For Steve Mnuchin and Reince Priebus, he was an “idiot.” For Gary Cohn, he was “dumb as shit.” For H. R. McMaster he was a “dope.” The list went on. Tillerson would merely become yet another example of a subordinate who believed that his own abilities could somehow compensate for Trump’s failings. Aligned with Tillerson were the three generals, Mattis, McMasters, and Kelly, each seeing themselves as representing maturity, stability, and restraint. And each, of course, was resented by Trump for it. The suggestion that any or all of these men might be more focused and even tempered than Trump himself was cause for sulking and tantrums on the president’s part."


But here is the thing, there comes a point - and we are well past that point - that a person cannot excuse the fact that they are profiting by chaos by claiming that they are trying prevent chaos.


They are treasonous ratfucks, every last one of them. 

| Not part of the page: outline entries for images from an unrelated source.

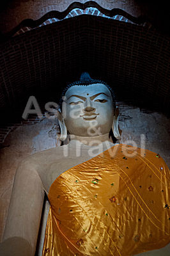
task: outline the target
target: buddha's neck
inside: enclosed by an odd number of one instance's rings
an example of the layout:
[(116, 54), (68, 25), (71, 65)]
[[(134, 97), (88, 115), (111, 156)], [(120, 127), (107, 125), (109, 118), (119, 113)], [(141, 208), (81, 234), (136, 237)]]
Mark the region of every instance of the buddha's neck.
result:
[(110, 140), (109, 138), (109, 133), (91, 137), (84, 137), (70, 134), (70, 142), (72, 143), (73, 141), (78, 141), (80, 142), (80, 143), (85, 145), (97, 146), (102, 142), (110, 141)]

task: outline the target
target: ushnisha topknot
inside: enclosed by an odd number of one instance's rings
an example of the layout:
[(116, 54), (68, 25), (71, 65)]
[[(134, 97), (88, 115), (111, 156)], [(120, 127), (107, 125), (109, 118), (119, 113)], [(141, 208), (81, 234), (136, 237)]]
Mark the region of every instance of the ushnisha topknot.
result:
[(67, 84), (66, 87), (63, 90), (61, 97), (59, 101), (59, 106), (60, 109), (61, 108), (62, 102), (63, 102), (63, 97), (65, 96), (66, 91), (72, 86), (75, 86), (75, 85), (80, 85), (80, 86), (88, 86), (88, 85), (90, 84), (102, 84), (106, 86), (106, 87), (111, 92), (111, 95), (112, 95), (112, 104), (113, 104), (113, 109), (114, 110), (116, 109), (116, 103), (115, 103), (115, 95), (114, 93), (112, 90), (112, 88), (104, 81), (100, 80), (100, 79), (93, 79), (91, 78), (89, 76), (89, 74), (87, 72), (84, 72), (82, 73), (81, 77), (79, 80), (75, 81), (74, 82), (72, 82), (71, 83), (69, 83)]

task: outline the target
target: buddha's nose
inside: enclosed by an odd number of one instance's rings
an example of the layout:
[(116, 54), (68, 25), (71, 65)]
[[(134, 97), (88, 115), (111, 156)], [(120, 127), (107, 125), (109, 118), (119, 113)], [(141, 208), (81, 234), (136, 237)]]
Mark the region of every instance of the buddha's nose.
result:
[(84, 108), (84, 111), (89, 112), (89, 111), (93, 111), (95, 110), (95, 108), (93, 108), (91, 106), (88, 106), (86, 108)]

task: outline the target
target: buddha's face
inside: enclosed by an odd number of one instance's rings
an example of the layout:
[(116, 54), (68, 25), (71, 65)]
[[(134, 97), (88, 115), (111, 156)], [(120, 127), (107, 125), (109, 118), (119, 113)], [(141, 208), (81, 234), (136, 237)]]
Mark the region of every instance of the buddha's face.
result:
[(63, 114), (70, 134), (91, 136), (109, 132), (114, 113), (111, 93), (105, 85), (75, 85), (65, 98)]

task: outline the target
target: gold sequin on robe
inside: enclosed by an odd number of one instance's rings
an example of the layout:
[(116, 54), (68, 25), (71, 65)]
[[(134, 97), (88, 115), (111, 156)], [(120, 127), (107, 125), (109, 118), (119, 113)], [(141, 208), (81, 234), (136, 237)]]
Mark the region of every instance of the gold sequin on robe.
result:
[(169, 243), (169, 170), (159, 154), (127, 157), (122, 146), (51, 185), (43, 256), (128, 256)]

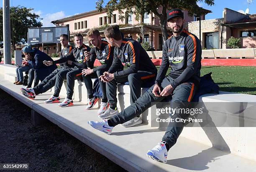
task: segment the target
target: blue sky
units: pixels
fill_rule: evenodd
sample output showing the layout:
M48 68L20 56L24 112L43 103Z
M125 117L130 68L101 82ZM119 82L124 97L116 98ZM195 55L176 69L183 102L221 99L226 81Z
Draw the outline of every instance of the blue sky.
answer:
M105 2L107 2L105 0ZM10 0L10 5L20 5L34 8L34 11L39 15L43 20L41 22L44 27L53 26L51 21L68 16L84 12L95 9L96 0ZM205 16L206 19L221 18L225 7L237 11L244 11L247 8L247 0L215 0L215 5L208 6L203 2L200 1L198 5L211 10L212 12ZM3 6L3 0L0 0L0 7ZM256 13L256 0L252 0L249 5L250 14Z

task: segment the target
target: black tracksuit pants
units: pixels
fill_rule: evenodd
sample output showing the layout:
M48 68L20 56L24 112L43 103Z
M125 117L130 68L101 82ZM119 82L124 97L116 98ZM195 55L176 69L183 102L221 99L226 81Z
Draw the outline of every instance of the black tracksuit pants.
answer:
M92 81L91 78L97 78L103 75L106 70L98 70L96 72L91 74L90 75L84 76L83 75L84 82L85 84L85 87L87 89L87 94L89 99L91 99L93 97L93 93L92 92ZM100 90L102 92L102 102L106 103L108 102L108 98L107 97L107 93L106 91L106 83L101 82L100 79L99 80L99 83Z
M172 84L174 79L170 77L166 77L161 83L161 90L166 86ZM152 86L147 92L138 98L134 103L117 115L111 118L110 122L114 126L119 124L123 124L139 115L153 105L153 103L161 102L166 97L156 97L152 92L154 85ZM170 106L173 108L186 108L192 99L197 87L192 82L188 82L178 86L173 93L169 96L172 99ZM187 119L189 114L174 113L172 116L174 119L174 122L170 122L167 127L162 141L166 142L170 148L173 146L184 127L183 122L176 122L176 118Z
M67 66L61 67L61 68L55 69L48 77L44 78L44 80L36 87L34 87L33 89L36 95L46 92L50 89L53 87L56 81L57 74L59 72L68 69L69 67Z
M146 72L138 72L137 73L131 73L127 77L114 79L107 82L107 97L108 100L109 107L113 109L117 107L116 92L118 83L129 82L131 90L130 101L131 104L141 96L141 85L151 80L155 80L156 77L156 75L155 74Z
M74 94L74 81L82 77L82 71L83 69L71 68L60 71L56 77L56 81L54 85L54 96L59 97L63 81L67 79L67 97L72 100Z

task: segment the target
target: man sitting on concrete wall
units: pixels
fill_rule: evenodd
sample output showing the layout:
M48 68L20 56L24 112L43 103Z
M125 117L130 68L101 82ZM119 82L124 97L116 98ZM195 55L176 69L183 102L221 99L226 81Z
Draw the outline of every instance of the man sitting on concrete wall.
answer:
M60 43L61 46L63 47L61 51L60 59L69 54L73 47L68 44L69 36L67 34L62 34L60 36ZM42 94L47 91L49 89L54 86L56 81L57 74L60 71L63 71L69 68L73 67L74 65L69 65L67 62L65 62L59 65L61 67L55 70L50 75L46 77L40 83L34 87L32 89L21 88L21 92L25 96L28 98L33 99L35 98L36 95ZM30 96L31 94L33 94L33 96ZM59 102L59 97L54 97L52 96L48 100L44 101L46 103L57 103Z
M56 65L52 66L45 65L43 62L44 61L53 60L48 55L39 50L32 49L31 46L27 45L22 48L22 53L28 60L28 65L35 70L35 75L41 81L57 68Z
M104 34L110 46L115 47L112 65L108 71L105 72L100 77L102 81L107 82L107 95L110 107L99 117L105 119L118 113L116 98L118 83L129 82L131 104L141 96L142 84L155 80L157 70L139 43L134 40L122 38L117 25L108 27ZM128 68L119 71L122 63ZM142 120L139 115L138 114L130 119L123 126L129 127L141 123Z
M170 105L172 109L188 107L200 82L201 44L196 36L184 30L184 20L181 10L168 12L167 18L173 35L164 44L162 63L155 85L130 106L109 120L89 121L92 127L110 135L115 126L128 121L150 107L152 102L161 102L166 97L171 99ZM170 65L170 73L166 76ZM112 76L106 75L102 79L108 81ZM172 114L173 122L170 122L161 141L148 151L149 157L167 162L168 151L176 143L184 127L181 120L187 119L189 115L179 112L175 110Z

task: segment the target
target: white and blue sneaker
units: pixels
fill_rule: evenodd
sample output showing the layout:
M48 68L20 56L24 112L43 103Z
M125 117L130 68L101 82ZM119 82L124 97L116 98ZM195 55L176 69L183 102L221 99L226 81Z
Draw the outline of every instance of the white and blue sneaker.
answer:
M108 125L107 120L98 121L88 121L88 124L95 129L108 135L111 134L112 130L114 128L114 127L110 127Z
M166 142L161 142L151 150L148 150L147 156L156 161L166 163L167 162L167 150L165 146Z
M103 113L99 115L99 117L102 119L109 118L118 114L118 113L117 107L115 107L114 110L108 107Z

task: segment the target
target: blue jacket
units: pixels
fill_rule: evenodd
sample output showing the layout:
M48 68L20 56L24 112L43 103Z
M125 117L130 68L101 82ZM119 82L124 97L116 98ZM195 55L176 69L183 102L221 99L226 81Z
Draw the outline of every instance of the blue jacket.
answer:
M53 60L44 52L36 48L34 48L34 50L35 50L33 53L34 56L28 61L28 65L33 69L36 70L44 69L53 71L57 68L57 66L55 64L50 66L44 65L43 62L44 61L53 61Z

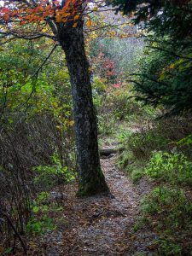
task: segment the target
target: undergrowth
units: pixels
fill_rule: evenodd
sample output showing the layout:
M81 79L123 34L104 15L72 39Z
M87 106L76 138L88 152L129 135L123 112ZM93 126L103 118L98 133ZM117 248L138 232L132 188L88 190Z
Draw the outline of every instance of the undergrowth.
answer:
M154 121L120 142L117 164L134 183L146 177L154 187L142 201L133 232L150 226L158 235L150 246L157 255L191 255L190 131L189 117L174 117Z

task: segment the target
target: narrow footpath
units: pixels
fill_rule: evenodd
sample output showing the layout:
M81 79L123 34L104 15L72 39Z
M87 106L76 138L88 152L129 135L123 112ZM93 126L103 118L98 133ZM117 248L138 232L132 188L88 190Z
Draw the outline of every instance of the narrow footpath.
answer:
M151 188L144 179L133 185L115 167L114 160L115 156L101 160L113 196L79 199L73 185L65 187L63 214L67 221L47 234L44 255L148 255L156 235L145 229L142 232L132 229L139 203Z

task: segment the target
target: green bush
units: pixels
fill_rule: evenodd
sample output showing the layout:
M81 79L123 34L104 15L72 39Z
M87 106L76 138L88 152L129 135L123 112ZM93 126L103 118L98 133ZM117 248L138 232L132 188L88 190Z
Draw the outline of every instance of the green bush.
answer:
M172 184L192 185L192 162L181 153L154 152L145 172Z
M36 172L34 183L44 189L49 189L75 179L75 172L68 170L67 166L62 166L61 160L56 154L53 155L51 159L53 165L38 166L33 168Z
M143 200L141 214L143 224L160 234L154 241L158 255L191 255L192 203L183 190L154 188Z

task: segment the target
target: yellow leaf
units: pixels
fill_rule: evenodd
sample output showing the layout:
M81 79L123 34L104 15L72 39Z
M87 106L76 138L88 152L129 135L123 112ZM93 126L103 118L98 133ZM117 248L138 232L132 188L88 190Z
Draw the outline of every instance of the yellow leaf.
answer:
M175 67L175 64L173 64L173 63L169 66L170 69L173 69L174 67Z
M90 26L92 26L92 21L90 20L90 19L87 20L86 26L87 26L88 27L90 27Z
M74 20L79 20L79 15L75 15L75 16L74 16Z
M78 22L75 22L73 25L73 27L77 27L78 26Z
M96 11L98 9L98 7L94 7L93 11Z

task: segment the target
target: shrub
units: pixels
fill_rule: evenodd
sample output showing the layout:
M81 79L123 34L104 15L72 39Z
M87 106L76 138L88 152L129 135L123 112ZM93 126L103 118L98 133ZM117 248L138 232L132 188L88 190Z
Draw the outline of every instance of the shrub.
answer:
M192 185L192 162L181 153L154 152L145 172L172 184Z

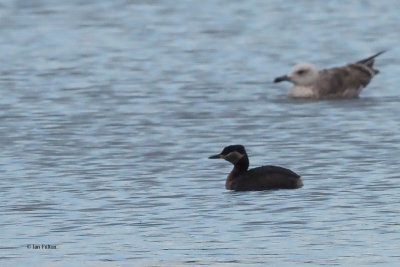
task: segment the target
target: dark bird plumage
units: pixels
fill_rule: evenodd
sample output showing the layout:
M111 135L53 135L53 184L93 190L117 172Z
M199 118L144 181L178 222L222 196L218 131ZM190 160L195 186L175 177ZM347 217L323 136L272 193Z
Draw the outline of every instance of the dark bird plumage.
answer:
M295 189L303 186L300 176L286 168L262 166L248 170L249 158L242 145L227 146L221 153L209 158L222 158L234 165L225 182L225 187L229 190L259 191Z

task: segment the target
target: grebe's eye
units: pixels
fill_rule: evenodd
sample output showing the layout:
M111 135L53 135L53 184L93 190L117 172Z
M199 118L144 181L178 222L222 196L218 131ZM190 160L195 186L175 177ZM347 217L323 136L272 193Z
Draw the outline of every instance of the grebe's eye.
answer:
M307 70L298 70L297 71L297 74L298 75L303 75L304 73L306 73L307 72Z

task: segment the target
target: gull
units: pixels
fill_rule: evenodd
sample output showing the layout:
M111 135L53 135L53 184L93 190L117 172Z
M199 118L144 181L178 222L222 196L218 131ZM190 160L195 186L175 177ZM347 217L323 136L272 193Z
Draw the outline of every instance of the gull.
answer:
M384 52L386 51L331 69L318 70L311 63L299 63L289 74L277 77L274 83L282 81L293 83L294 86L288 96L294 98L356 98L379 73L373 68L374 59Z

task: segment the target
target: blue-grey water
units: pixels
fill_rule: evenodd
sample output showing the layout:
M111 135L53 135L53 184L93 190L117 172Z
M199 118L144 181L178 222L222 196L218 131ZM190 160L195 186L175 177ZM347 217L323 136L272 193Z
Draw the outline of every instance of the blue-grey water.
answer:
M2 0L0 265L398 266L399 10ZM272 83L383 49L359 99ZM225 190L229 144L304 187Z

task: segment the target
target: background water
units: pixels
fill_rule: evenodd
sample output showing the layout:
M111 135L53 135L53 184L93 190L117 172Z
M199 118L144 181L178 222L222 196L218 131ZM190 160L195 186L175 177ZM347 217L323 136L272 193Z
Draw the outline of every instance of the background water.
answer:
M396 266L399 8L1 1L0 265ZM272 83L382 49L359 99ZM225 190L238 143L304 187Z

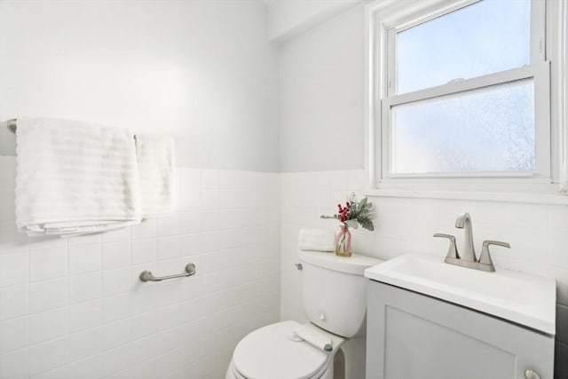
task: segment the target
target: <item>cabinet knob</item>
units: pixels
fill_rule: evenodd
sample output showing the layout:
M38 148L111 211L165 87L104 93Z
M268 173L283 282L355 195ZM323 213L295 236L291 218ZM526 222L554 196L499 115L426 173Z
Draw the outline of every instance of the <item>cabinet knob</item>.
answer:
M525 379L540 379L540 375L534 371L528 369L525 371Z

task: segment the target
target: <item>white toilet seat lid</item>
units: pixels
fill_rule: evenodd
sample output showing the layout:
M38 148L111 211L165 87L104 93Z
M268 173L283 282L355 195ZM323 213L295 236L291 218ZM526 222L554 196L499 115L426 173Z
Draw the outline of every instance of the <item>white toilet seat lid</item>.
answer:
M235 368L248 379L307 379L321 370L328 353L305 341L293 341L296 321L272 324L245 336L234 349Z

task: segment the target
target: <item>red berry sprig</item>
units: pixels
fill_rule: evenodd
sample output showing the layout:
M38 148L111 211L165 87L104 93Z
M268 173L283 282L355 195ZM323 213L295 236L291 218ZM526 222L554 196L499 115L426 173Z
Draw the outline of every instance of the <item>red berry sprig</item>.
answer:
M339 209L339 221L344 223L349 219L349 214L351 210L351 202L345 202L345 207L342 207L341 204L337 204L337 208Z

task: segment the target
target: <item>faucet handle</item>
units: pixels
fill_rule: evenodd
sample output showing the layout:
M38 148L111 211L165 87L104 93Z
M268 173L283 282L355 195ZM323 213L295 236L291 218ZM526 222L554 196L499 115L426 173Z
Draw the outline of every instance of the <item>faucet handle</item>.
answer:
M436 234L434 234L434 237L440 237L440 238L447 238L448 240L450 240L450 247L447 249L447 255L446 256L446 257L451 257L451 258L455 258L455 259L459 259L460 258L460 255L458 254L458 248L455 246L455 237L450 234L444 234L441 233L437 233Z
M481 256L479 257L479 263L482 265L489 265L489 271L495 271L493 262L491 259L491 254L489 254L489 245L502 246L503 248L510 249L511 245L507 242L500 242L499 241L484 241L483 249L481 249Z

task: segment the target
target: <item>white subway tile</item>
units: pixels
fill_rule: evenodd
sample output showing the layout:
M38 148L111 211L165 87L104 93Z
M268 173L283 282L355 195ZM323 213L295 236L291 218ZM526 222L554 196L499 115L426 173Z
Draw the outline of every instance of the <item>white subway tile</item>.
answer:
M102 328L69 335L67 346L69 361L98 354L103 349Z
M158 221L155 218L145 218L140 224L130 226L132 240L152 238L158 235Z
M26 379L29 377L29 350L21 349L0 355L0 377Z
M201 188L219 188L218 170L201 170Z
M8 351L28 347L28 317L19 317L0 322L0 356Z
M103 296L128 292L130 289L130 270L128 267L103 272Z
M29 373L35 375L67 363L67 337L51 340L29 348Z
M182 260L179 257L169 260L161 260L158 262L157 275L175 275L185 272L185 265L182 263Z
M67 333L67 312L65 307L29 316L29 343L36 344L65 336Z
M193 256L203 252L201 233L182 234L180 237L181 256Z
M69 275L99 271L102 259L102 246L82 245L69 247Z
M66 248L34 250L29 252L29 280L46 280L67 274Z
M29 312L59 308L67 303L67 278L29 284Z
M103 243L103 270L130 266L131 255L129 241Z
M181 169L179 172L181 191L201 187L201 172L199 169Z
M28 236L18 233L14 223L0 224L0 254L27 251Z
M200 210L201 208L201 190L188 188L179 194L180 210Z
M112 349L130 341L130 320L106 324L102 328L103 348Z
M68 280L69 304L83 303L101 297L100 272L70 276Z
M181 212L181 233L199 233L201 231L201 215L200 212Z
M102 301L81 303L68 307L69 333L95 328L102 323Z
M213 210L219 209L219 190L201 190L201 209Z
M103 323L126 319L130 315L130 299L129 294L118 295L103 299Z
M94 245L102 241L102 234L83 234L76 237L69 237L69 246Z
M556 340L568 343L568 306L566 305L556 305Z
M130 324L130 338L137 340L151 336L158 331L158 312L135 316L129 320Z
M156 261L157 243L155 239L132 241L132 265L142 265Z
M180 214L174 213L171 216L158 218L158 235L179 235Z
M28 252L0 254L0 287L28 283Z
M158 259L171 259L180 256L179 235L158 239Z

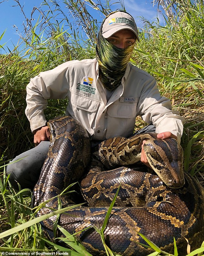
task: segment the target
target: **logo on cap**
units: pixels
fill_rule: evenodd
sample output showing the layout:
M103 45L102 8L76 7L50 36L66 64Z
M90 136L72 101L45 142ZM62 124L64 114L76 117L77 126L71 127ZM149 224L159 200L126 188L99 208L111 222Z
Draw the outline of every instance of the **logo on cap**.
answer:
M111 25L113 23L125 23L128 25L130 25L133 27L134 27L134 23L127 18L122 18L121 17L116 17L111 19L108 21L108 25Z
M91 86L93 83L93 78L92 78L91 77L89 77L88 76L86 76L84 79L83 83L83 84Z

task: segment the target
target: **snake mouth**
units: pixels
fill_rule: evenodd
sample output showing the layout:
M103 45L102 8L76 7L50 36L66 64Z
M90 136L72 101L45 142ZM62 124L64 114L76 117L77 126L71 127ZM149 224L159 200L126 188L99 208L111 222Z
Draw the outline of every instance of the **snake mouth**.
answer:
M166 185L171 188L180 188L183 187L185 184L184 178L181 180L174 179L166 184Z

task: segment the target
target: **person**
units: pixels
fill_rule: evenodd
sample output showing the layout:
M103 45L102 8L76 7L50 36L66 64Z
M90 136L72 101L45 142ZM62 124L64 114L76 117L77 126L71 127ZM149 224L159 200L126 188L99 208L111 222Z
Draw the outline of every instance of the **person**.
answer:
M159 138L180 141L184 119L161 96L155 79L129 62L136 42L133 18L124 11L113 12L101 26L96 58L69 61L31 79L25 113L37 147L8 166L15 187L18 182L32 189L40 175L50 144L43 112L48 99L68 98L66 115L84 126L93 146L109 138L132 136L138 115L150 125L138 133L156 132ZM143 149L141 161L147 164Z

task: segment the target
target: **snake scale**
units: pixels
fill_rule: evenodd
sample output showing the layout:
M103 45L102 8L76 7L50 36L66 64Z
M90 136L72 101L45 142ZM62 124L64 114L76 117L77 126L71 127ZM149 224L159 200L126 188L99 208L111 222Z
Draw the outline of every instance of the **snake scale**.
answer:
M46 201L38 216L57 209L57 199L51 198L61 193L72 182L82 180L82 192L88 205L61 214L58 223L70 233L78 232L78 239L92 255L106 255L100 235L93 227L102 226L120 184L104 232L106 243L113 251L124 256L143 256L152 252L151 249L141 245L147 243L138 232L170 253L173 253L174 237L180 256L187 254L185 238L191 250L200 246L204 240L204 190L194 178L187 174L184 176L182 169L181 174L178 171L178 175L177 171L168 170L169 167L176 170L181 167L181 163L173 163L174 160L170 162L169 159L167 162L165 158L167 156L172 157L171 147L168 145L175 147L175 140L169 139L168 143L166 140L159 140L162 145L157 146L166 148L163 150L164 156L161 148L156 152L148 142L151 138L157 145L158 140L152 134L145 135L148 137L146 137L146 147L144 147L146 150L150 147L153 150L146 154L151 165L154 165L157 169L157 175L144 165L137 167L132 164L134 160L131 154L139 153L136 152L139 150L137 146L137 149L127 153L128 148L135 146L132 138L127 140L127 143L125 143L127 140L125 138L108 140L93 153L87 132L77 120L69 117L56 118L49 121L48 125L51 133L51 145L32 198L33 206ZM140 147L144 138L141 136L134 138L139 140ZM182 162L180 150L178 148L178 148L174 147L171 153L178 162L178 157L181 157ZM154 155L158 153L159 159L154 163ZM97 163L99 157L103 164ZM164 157L164 161L161 159ZM91 158L93 160L90 162ZM130 163L126 162L129 160L131 165L123 166ZM112 164L113 161L114 163ZM113 169L107 169L110 165ZM168 172L170 183L167 180ZM60 196L63 207L73 204L72 198L67 195L72 194ZM54 216L41 224L47 232L51 233L56 220ZM58 234L63 236L59 231Z

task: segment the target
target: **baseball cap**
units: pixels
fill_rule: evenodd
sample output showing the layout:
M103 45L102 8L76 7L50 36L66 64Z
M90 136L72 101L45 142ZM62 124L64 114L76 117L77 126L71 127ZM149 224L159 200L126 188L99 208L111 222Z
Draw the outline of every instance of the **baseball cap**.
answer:
M107 38L122 29L131 30L139 42L135 21L131 15L125 12L114 12L106 18L102 27L102 35L105 38Z

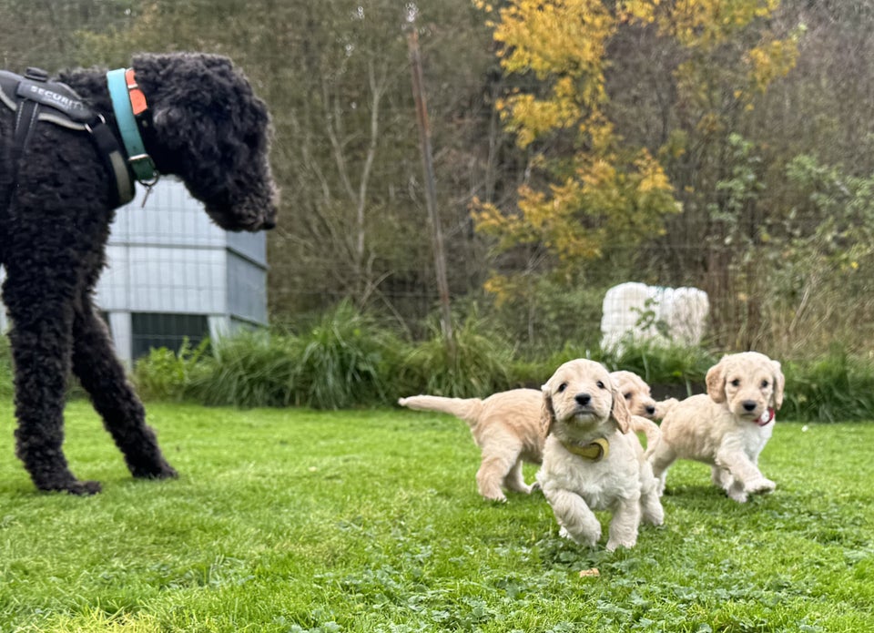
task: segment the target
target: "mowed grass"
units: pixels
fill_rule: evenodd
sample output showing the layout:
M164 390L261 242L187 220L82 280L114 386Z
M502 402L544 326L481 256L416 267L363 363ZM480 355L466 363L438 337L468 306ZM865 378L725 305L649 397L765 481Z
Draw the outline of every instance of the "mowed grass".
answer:
M148 412L180 478L132 480L76 402L79 498L34 490L0 403L0 631L874 630L874 424L778 422L744 505L678 463L665 526L608 553L482 500L449 416Z

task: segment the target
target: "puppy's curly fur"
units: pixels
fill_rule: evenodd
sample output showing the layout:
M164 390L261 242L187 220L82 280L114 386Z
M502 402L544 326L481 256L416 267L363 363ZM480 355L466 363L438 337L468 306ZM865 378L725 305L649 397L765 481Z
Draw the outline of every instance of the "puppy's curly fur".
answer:
M619 390L629 404L632 429L646 435L646 445L658 442L658 426L646 419L656 412L656 403L649 385L633 372L614 372ZM536 389L511 389L487 398L445 398L413 395L398 404L417 411L450 413L467 423L482 459L476 485L491 501L506 501L503 488L525 495L534 486L522 476L523 464L541 463L546 430L541 422L543 396Z
M676 459L712 466L712 481L744 503L775 484L758 469L758 455L774 432L775 412L783 404L780 363L756 352L724 356L707 371L707 393L676 404L662 422L662 438L648 453L665 489Z
M451 413L467 423L482 452L476 485L486 499L506 501L502 488L531 492L522 476L523 463L540 464L544 449L541 395L536 389L511 389L483 400L413 395L401 398L398 403L418 411Z
M139 55L132 67L153 112L143 141L158 170L178 176L224 229L272 227L269 118L242 73L226 57L194 53ZM118 136L104 69L58 78ZM100 489L74 476L61 447L72 370L133 475L175 476L92 299L115 214L110 175L87 133L40 122L13 182L14 128L15 113L0 107L0 264L13 323L16 454L41 490Z
M657 481L630 433L625 400L603 365L578 359L559 367L543 387L543 420L547 436L537 481L562 536L595 546L601 537L595 510L613 513L611 551L636 544L641 520L662 524ZM603 441L608 444L601 459L574 449Z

Trump isn't Nero - he is the infantile Dauphin, a toddler throwing a tantrum over the toy he can't have, and he is the Harvey Weinstein of government. It is an open secret that he is utterly unfit for the office of the President of the United States of America. According to Wolff, everyone knows it. 


And you know what, this is believable, because WE ALREADY KNOW THAT IT IS TRUE. You know it. I know it. Even his stupidest supporter knows it, they're just so delighted that he's a finger in the eye of the liberal elite that they don't care. 


So, in the end, this book makes Trump look bad. But it makes the people around him look worse. They are the capable ones. They are responsible.


And history will judge them. Harshly.